バキタは西スーダンダルフール地方の村オルゴッサで、村の有力者の家に生まれた。彼女の父親は村長と兄弟であった。彼女が9歳の時、アラブ人奴隷狩りにあって誘拐され、その後8年もの間、エル・オベイドハルトゥームの奴隷市場で5度も売られた。この過酷な経験が精神的外傷となって、彼女は自分の名前を忘れてしまい、奴隷たちからアラビア語の名前バキタ(幸運、という意味)を与えられた。クリスチャン・ネームは成人してからのものである。

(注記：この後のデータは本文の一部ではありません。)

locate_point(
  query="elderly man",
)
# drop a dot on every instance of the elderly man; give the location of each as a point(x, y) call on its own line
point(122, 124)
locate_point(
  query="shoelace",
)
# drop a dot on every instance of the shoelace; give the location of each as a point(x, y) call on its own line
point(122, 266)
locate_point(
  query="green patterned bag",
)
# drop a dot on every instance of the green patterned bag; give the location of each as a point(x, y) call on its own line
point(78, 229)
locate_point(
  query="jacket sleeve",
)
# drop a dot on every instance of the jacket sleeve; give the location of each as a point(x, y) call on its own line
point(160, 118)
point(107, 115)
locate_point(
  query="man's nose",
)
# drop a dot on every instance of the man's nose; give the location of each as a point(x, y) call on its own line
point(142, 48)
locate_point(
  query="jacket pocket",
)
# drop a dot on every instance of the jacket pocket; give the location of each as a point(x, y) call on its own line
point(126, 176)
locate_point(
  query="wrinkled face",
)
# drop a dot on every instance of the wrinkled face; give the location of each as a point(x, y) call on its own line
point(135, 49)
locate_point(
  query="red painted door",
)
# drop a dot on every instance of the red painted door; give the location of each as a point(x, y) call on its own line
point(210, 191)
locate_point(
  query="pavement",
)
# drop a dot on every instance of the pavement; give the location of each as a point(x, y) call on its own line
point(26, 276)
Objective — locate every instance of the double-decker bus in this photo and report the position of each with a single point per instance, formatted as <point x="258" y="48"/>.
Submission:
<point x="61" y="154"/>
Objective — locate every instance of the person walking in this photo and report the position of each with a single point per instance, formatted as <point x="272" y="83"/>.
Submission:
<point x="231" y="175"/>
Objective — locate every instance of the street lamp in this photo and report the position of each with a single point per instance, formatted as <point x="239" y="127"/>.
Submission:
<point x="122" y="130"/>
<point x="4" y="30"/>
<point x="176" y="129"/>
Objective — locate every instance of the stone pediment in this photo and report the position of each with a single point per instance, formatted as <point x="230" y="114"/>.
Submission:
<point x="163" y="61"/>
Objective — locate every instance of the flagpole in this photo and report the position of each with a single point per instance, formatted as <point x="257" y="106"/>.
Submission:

バキタは奴隷の間、ひどい暴力を受けていた。かつて、彼女の所有者の息子に幾度も殴られる暴行を受け、一ヶ月余り藁のベッドから起きあがることができなかった。のちに彼女は四度目の所有者となるオスマン帝国の軍人に、最もひどい虐待を受けた。当時、自分の所有する奴隷にすることは珍しくもなかったが、彼は自分の所有する奴隷に『彼のものである印』として、刃物で傷を付け入れ墨をしたのである。何年も後にバキタがイタリア語で書いた自伝には、小麦粉の入った皿、塩の皿、刀、それらを女性たちが持ってきて、彼女たちがバキタの肌の上に刃物をつきたてて奴隷を示す模様を刻み、傷口を小麦粉と塩で埋めて傷口が盛り上がるようにしたのだった。バキタの胸元、腹、腕には60種類以上の模様があった。

彼女の最後の購入者となったのは、イタリア領事カッリスト・レニャーニだった。彼はバキタに優しく接し、彼女を自由にすべく計画をした。1885年、彼は16歳のバキタを友人アウグスト・ミキエーリに託した。ミキエーリは、自分の娘ミンミーナの乳母としてバキタをイタリアへ連れ帰った。1888年か1889年、バキタとミンミーナは、ミキエーリが仕事で紅海へ向かった間、ヴェネツィアカノッサ女子修道会の保護のもとに置かれた。1890年、バキタは自分の意志で洗礼を受け、洗礼名ジュゼッピーナ・マルガリータ(Giuseppina Margarita)をもらった。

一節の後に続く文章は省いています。